Why should the republican leaders hesitate to clinch the bargain. Will not the mere abstraction of slavery in the Lecompton constitution give them a little capital to work upon to prove the iniquity of Douglas, and the perfidy of the democracy in the repeal of the Missouri Compromise? To be sure it will. On the contrary, will not the rejection of the Lecompton constitution lead to the adoption of a free State constitution under the auspices of the administration? Undoubtedly. Where, then, will be the anti-slavery clamor against the administration? Gone. In this view we are rather inclined to think that the republicans will let the Lecompton document slip through both Houses as quietly as possible. As for the Northern democracy, having found out the quality of Mr. Buchanan, they will fully comprehend the expediency of sticking to him and to the text of the law. he has no favors to ask and no treacheries to fear; and the consequences of this or that defection cannot react upon him; for he is done with all such things as Cincinnati Conventions and Baltimore platforms.
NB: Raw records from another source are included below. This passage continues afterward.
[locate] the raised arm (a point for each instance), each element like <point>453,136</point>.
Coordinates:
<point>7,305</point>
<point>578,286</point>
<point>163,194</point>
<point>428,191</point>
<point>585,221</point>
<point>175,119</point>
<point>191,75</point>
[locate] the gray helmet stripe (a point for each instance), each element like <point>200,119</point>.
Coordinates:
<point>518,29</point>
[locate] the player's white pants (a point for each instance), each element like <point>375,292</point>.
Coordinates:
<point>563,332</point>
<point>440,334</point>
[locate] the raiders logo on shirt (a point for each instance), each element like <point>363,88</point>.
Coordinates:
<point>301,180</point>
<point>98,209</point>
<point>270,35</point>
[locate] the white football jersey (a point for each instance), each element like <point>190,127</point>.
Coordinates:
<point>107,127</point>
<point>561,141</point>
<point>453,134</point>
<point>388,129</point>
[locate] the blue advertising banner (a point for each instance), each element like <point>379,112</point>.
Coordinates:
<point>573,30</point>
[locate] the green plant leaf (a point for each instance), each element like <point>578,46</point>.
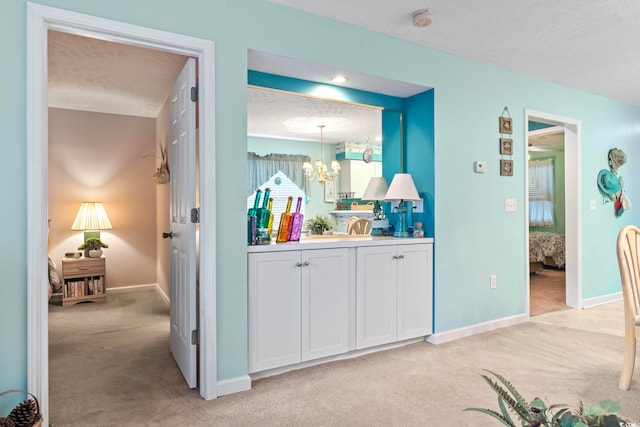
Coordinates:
<point>504,410</point>
<point>515,401</point>
<point>610,406</point>
<point>612,420</point>
<point>592,411</point>
<point>494,414</point>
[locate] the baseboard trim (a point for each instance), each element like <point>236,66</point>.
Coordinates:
<point>467,331</point>
<point>234,385</point>
<point>342,356</point>
<point>155,286</point>
<point>132,287</point>
<point>603,299</point>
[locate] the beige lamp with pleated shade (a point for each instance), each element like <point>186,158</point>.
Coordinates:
<point>402,189</point>
<point>91,218</point>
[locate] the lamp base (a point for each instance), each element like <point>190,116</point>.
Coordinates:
<point>401,229</point>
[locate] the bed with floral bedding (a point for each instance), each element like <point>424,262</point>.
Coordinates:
<point>546,249</point>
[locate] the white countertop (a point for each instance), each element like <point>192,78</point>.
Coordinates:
<point>337,241</point>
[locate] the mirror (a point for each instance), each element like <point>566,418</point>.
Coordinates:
<point>286,103</point>
<point>287,124</point>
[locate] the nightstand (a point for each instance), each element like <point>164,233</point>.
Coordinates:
<point>83,280</point>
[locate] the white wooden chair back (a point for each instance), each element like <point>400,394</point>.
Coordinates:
<point>628,251</point>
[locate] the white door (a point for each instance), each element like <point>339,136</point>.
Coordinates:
<point>182,156</point>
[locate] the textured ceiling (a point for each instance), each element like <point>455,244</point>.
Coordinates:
<point>592,45</point>
<point>287,116</point>
<point>95,75</point>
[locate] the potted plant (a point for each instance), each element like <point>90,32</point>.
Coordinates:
<point>93,247</point>
<point>318,224</point>
<point>537,413</point>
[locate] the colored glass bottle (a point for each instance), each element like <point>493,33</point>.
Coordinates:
<point>264,212</point>
<point>296,222</point>
<point>285,223</point>
<point>270,207</point>
<point>262,235</point>
<point>252,219</point>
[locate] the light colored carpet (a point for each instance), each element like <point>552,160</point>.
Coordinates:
<point>110,365</point>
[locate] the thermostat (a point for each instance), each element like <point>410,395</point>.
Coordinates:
<point>479,167</point>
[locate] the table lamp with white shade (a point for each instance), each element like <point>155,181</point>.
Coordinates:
<point>402,189</point>
<point>376,191</point>
<point>91,218</point>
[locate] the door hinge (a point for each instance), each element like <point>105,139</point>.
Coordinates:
<point>195,215</point>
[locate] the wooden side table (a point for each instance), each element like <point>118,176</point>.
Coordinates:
<point>83,280</point>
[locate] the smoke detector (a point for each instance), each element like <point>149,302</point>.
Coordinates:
<point>422,18</point>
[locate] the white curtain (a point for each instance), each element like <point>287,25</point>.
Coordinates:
<point>541,193</point>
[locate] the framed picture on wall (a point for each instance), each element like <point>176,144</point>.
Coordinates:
<point>506,167</point>
<point>330,191</point>
<point>505,125</point>
<point>506,146</point>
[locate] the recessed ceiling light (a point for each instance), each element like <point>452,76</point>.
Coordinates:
<point>422,18</point>
<point>339,79</point>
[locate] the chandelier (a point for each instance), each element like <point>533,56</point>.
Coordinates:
<point>321,170</point>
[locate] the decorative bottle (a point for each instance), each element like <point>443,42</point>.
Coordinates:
<point>252,220</point>
<point>296,222</point>
<point>417,230</point>
<point>262,235</point>
<point>284,230</point>
<point>270,207</point>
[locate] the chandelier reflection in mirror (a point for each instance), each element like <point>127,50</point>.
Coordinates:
<point>321,171</point>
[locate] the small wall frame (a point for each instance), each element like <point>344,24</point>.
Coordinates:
<point>506,167</point>
<point>506,146</point>
<point>505,125</point>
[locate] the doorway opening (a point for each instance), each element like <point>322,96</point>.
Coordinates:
<point>41,19</point>
<point>552,212</point>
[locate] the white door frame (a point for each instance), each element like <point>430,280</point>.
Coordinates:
<point>39,20</point>
<point>573,196</point>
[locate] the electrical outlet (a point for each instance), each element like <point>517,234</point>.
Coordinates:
<point>510,205</point>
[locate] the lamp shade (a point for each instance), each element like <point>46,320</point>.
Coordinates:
<point>402,188</point>
<point>91,216</point>
<point>376,189</point>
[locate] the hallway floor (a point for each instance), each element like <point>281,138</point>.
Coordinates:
<point>547,291</point>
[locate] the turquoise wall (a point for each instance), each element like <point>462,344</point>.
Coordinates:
<point>474,236</point>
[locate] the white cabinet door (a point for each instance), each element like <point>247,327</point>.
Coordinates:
<point>274,309</point>
<point>415,294</point>
<point>376,301</point>
<point>325,299</point>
Best of all, the tenacity and sagacity of the President in this matter are at length fully vindicated. It is the end that crowns all. Mr. Walker, Mr. Douglas and Governor Wise may now, perhaps, be able to discover that they abandoned the ship too soon; and that while they are floundering among the breakers, the vessel which they supposed to be sinking, has passed over them, and is rounding to tin the harbor, with the steady old pilot at the wheel. The graveyard of Governors Reeder, Shannon, Geary, Stanton, and Walker is likely to prove, also, the cemetery of over hasty Kansas Presidential candidates, such as Douglas and Wise. We say nothing of the "Lord Protector" Calhoun; for he seems to be equal to all emergencies, and as difficult to keep under the hatches as Walker of Nicaragua or Billy Bowlegs. As for Atchison and Stringfellow, Col. Titus and Judge Cato, their qualifications as Southern territorial leaders are utterly eclipsed by the great achievements of John Calhoun. Who but he could have made Kansas a slave State and a free State by the same process?
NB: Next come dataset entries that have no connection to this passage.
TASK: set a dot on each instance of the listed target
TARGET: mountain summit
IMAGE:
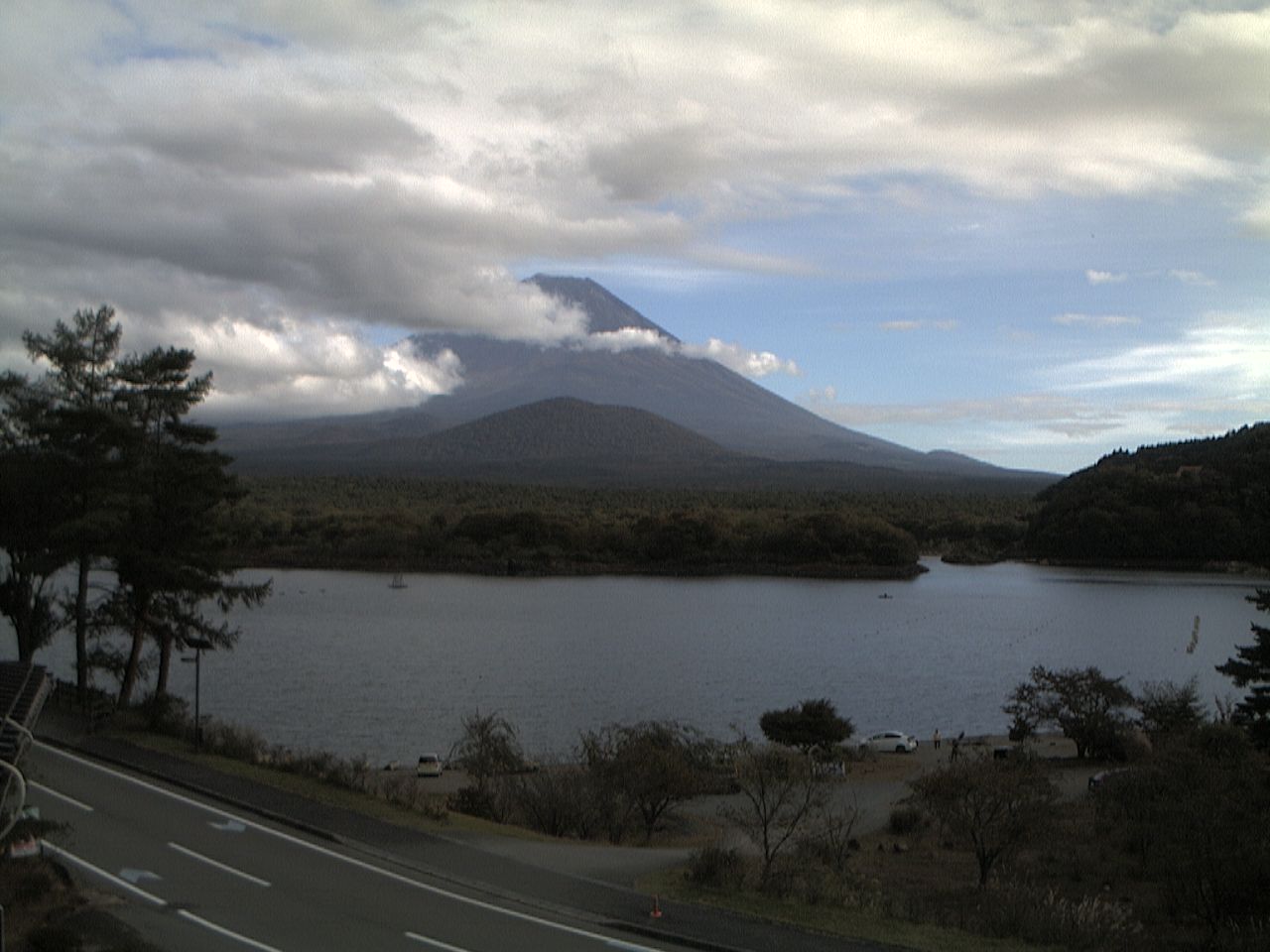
(698, 394)
(716, 422)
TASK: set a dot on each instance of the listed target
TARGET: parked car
(1102, 778)
(890, 742)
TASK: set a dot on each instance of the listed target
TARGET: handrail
(22, 797)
Let us rejoice-North and South, East and West, let us rejoice. The Kansas drama approaches its denouement; and it is not a dark and dismal tragedy, but a comedy as light and sparkling as "The School for Scandal," Master Joseph Surface and all. A free State with a slave State constitution may be a new thing under the sun, but it is just the thing for Kansas, as the legal solution of "popular sovereignty." Let the law take its course, and let Mr. Douglas and Governor Wise prepare for the philosophical retirement of Captain Tyler.